New residential construction, including single family and multifamily homes, fell 4.3% in December from the month prior to an annualized rate of 1.460 million units, according to data from the Census Bureau released Thursday. The results were higher than the forecast of 1.425 million units from economists surveyed by Bloomberg.

Authorized residential permits — an indicator of future activity — rose 1.9% to a rate of 1.495 million units in December, up from November’s revised rate of 1.467 million units. This beat forecasts for a rate of 1.477 million units, according to data from Bloomberg.

“Most of the drop in housing starts reflects the partial reversal of the spike in November single-family starts, but the less-volatile permits numbers suggest that the steady uptrend in single-family construction will continue,” Kieran Clancy, senior US economist at Pantheon Macroeconomics, wrote following the release.

Starts on multifamily structures with five or more units landed at 417,000 for December, slightly higher than the previous month’s 404,000 units. Permits to start construction on multiple properties with five or more units reached 449,000 units in December, a 3.2% increase from the previous month.

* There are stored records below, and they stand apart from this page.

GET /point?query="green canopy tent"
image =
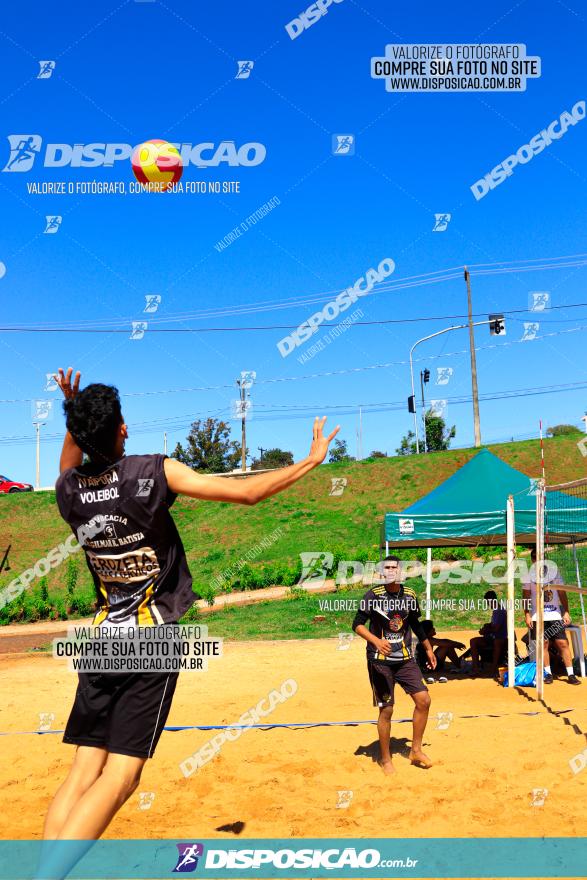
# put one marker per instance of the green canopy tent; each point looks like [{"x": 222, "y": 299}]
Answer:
[{"x": 469, "y": 509}]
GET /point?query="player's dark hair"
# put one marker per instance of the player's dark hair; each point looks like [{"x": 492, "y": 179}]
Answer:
[{"x": 93, "y": 418}]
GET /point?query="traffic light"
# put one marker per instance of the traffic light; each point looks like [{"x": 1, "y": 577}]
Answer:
[{"x": 497, "y": 325}]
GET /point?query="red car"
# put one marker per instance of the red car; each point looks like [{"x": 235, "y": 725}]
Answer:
[{"x": 7, "y": 485}]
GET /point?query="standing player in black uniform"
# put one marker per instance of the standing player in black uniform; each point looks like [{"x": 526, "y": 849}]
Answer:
[
  {"x": 118, "y": 506},
  {"x": 393, "y": 613}
]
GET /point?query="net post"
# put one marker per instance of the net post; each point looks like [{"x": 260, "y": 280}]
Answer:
[
  {"x": 428, "y": 580},
  {"x": 580, "y": 585},
  {"x": 511, "y": 562},
  {"x": 540, "y": 511}
]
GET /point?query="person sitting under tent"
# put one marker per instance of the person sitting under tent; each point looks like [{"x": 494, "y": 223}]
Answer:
[
  {"x": 443, "y": 648},
  {"x": 491, "y": 643},
  {"x": 556, "y": 615}
]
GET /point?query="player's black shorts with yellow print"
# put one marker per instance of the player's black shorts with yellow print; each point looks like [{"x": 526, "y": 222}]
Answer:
[{"x": 383, "y": 677}]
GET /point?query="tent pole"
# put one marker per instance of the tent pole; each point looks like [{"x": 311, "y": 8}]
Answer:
[
  {"x": 428, "y": 580},
  {"x": 578, "y": 571},
  {"x": 539, "y": 577},
  {"x": 511, "y": 563}
]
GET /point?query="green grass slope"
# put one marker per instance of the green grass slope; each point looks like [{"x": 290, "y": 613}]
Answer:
[{"x": 219, "y": 537}]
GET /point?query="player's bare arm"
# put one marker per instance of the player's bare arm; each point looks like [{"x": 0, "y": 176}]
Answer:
[
  {"x": 382, "y": 645},
  {"x": 71, "y": 454},
  {"x": 183, "y": 480},
  {"x": 565, "y": 606}
]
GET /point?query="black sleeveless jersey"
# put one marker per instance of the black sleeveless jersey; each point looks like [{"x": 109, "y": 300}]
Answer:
[{"x": 120, "y": 515}]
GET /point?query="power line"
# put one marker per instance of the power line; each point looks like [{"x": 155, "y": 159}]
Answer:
[
  {"x": 293, "y": 411},
  {"x": 424, "y": 279},
  {"x": 44, "y": 329},
  {"x": 503, "y": 343}
]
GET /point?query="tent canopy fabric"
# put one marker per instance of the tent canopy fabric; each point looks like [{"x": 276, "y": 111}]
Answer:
[{"x": 470, "y": 509}]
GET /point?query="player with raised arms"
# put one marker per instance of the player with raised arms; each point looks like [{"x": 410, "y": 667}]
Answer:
[{"x": 117, "y": 719}]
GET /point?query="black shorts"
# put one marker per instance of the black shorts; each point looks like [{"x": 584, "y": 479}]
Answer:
[
  {"x": 383, "y": 677},
  {"x": 553, "y": 629},
  {"x": 123, "y": 713}
]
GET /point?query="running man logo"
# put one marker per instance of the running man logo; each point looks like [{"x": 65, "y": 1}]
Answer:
[
  {"x": 45, "y": 720},
  {"x": 24, "y": 149},
  {"x": 443, "y": 720},
  {"x": 441, "y": 222},
  {"x": 42, "y": 410},
  {"x": 344, "y": 641},
  {"x": 443, "y": 375},
  {"x": 146, "y": 799},
  {"x": 50, "y": 382},
  {"x": 46, "y": 69},
  {"x": 53, "y": 224},
  {"x": 138, "y": 329},
  {"x": 338, "y": 485},
  {"x": 152, "y": 302},
  {"x": 531, "y": 329},
  {"x": 244, "y": 69},
  {"x": 344, "y": 799},
  {"x": 144, "y": 488},
  {"x": 538, "y": 797},
  {"x": 343, "y": 145},
  {"x": 539, "y": 300},
  {"x": 187, "y": 860}
]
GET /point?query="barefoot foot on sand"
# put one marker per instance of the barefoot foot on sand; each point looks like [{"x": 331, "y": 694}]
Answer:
[{"x": 418, "y": 758}]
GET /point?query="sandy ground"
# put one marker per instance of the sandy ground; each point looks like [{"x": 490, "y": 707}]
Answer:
[{"x": 282, "y": 783}]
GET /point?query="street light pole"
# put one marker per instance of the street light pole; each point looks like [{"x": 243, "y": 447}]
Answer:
[
  {"x": 476, "y": 420},
  {"x": 414, "y": 395},
  {"x": 38, "y": 474},
  {"x": 469, "y": 325}
]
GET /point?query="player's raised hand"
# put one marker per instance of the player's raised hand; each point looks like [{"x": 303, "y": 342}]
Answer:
[
  {"x": 64, "y": 382},
  {"x": 320, "y": 443}
]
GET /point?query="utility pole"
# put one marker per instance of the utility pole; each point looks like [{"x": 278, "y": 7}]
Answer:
[
  {"x": 476, "y": 422},
  {"x": 243, "y": 429},
  {"x": 38, "y": 476},
  {"x": 243, "y": 394},
  {"x": 422, "y": 380}
]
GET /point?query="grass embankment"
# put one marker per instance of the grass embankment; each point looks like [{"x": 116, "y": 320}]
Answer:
[{"x": 260, "y": 546}]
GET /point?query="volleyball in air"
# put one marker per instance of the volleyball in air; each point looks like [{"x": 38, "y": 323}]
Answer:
[{"x": 158, "y": 163}]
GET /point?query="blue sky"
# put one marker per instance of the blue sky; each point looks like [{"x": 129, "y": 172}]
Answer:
[{"x": 127, "y": 72}]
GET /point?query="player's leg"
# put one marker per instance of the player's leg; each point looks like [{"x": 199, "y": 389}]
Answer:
[
  {"x": 498, "y": 646},
  {"x": 97, "y": 807},
  {"x": 87, "y": 766},
  {"x": 382, "y": 687},
  {"x": 562, "y": 644},
  {"x": 90, "y": 816},
  {"x": 476, "y": 645},
  {"x": 384, "y": 732},
  {"x": 441, "y": 654},
  {"x": 409, "y": 677},
  {"x": 420, "y": 719}
]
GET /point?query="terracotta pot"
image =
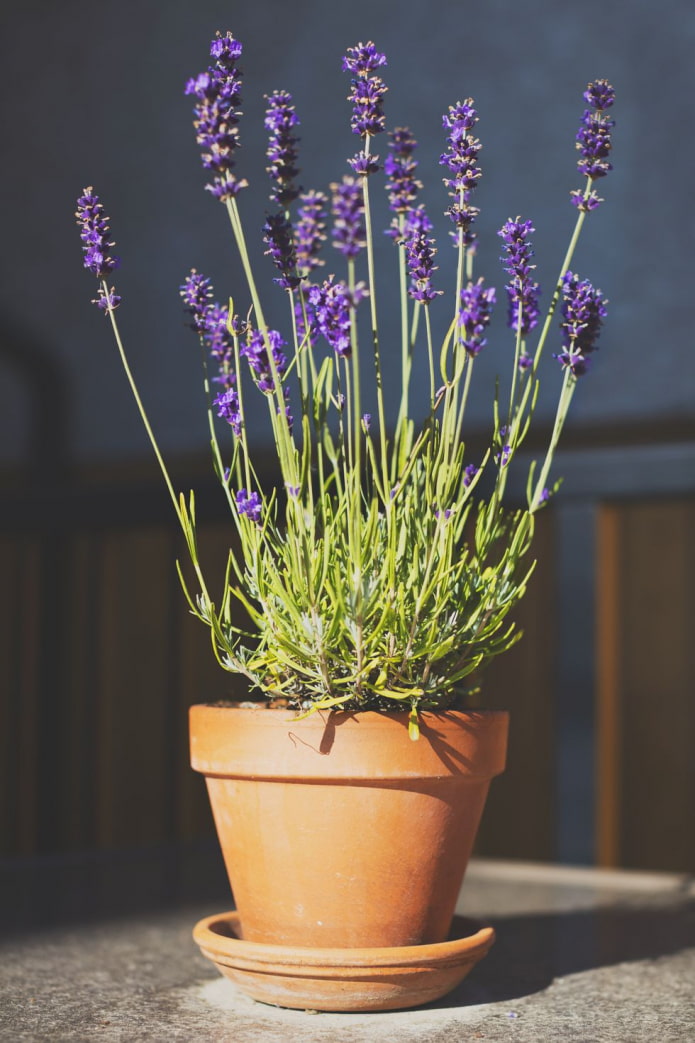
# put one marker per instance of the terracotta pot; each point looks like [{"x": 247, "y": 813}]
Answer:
[{"x": 338, "y": 830}]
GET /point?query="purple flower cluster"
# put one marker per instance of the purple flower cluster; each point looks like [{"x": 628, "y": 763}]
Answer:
[
  {"x": 416, "y": 223},
  {"x": 469, "y": 474},
  {"x": 462, "y": 162},
  {"x": 474, "y": 316},
  {"x": 278, "y": 236},
  {"x": 420, "y": 256},
  {"x": 211, "y": 321},
  {"x": 96, "y": 244},
  {"x": 583, "y": 309},
  {"x": 249, "y": 504},
  {"x": 364, "y": 164},
  {"x": 523, "y": 292},
  {"x": 196, "y": 292},
  {"x": 256, "y": 349},
  {"x": 217, "y": 115},
  {"x": 280, "y": 118},
  {"x": 348, "y": 210},
  {"x": 366, "y": 92},
  {"x": 226, "y": 404},
  {"x": 330, "y": 307},
  {"x": 400, "y": 169},
  {"x": 594, "y": 141},
  {"x": 310, "y": 232}
]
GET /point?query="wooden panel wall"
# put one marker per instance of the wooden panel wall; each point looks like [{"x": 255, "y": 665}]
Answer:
[
  {"x": 646, "y": 684},
  {"x": 98, "y": 676}
]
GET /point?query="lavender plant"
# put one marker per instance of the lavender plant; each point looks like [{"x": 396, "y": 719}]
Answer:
[{"x": 375, "y": 575}]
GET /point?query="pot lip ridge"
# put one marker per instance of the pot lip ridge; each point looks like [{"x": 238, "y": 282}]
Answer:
[{"x": 241, "y": 742}]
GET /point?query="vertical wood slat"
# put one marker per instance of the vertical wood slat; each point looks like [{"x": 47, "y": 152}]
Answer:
[
  {"x": 608, "y": 767},
  {"x": 134, "y": 672},
  {"x": 520, "y": 814},
  {"x": 20, "y": 647},
  {"x": 647, "y": 671}
]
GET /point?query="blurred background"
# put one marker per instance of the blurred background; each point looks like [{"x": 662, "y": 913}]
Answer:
[{"x": 100, "y": 658}]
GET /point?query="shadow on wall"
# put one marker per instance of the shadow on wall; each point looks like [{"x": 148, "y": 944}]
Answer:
[{"x": 41, "y": 371}]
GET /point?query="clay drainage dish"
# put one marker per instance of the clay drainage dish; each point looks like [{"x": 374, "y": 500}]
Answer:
[{"x": 342, "y": 979}]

“The fall on the month [for housing starts] was something of a surprise to us given that November’s strength was caused by it being an unseasonably warm and dry month, and last month was the warmest December on record,” wrote Thomas Ryan, property economist at Capital Economics.

“Looking ahead to this year, we don’t think mortgage rates will fall enough to unwind mortgage rate ‘lock-in’ and cause a meaningful recovery in supply,” Ryan added. “Against that backdrop, demand will continue to get diverted to newbuilds, which will also encourage stronger construction activity.”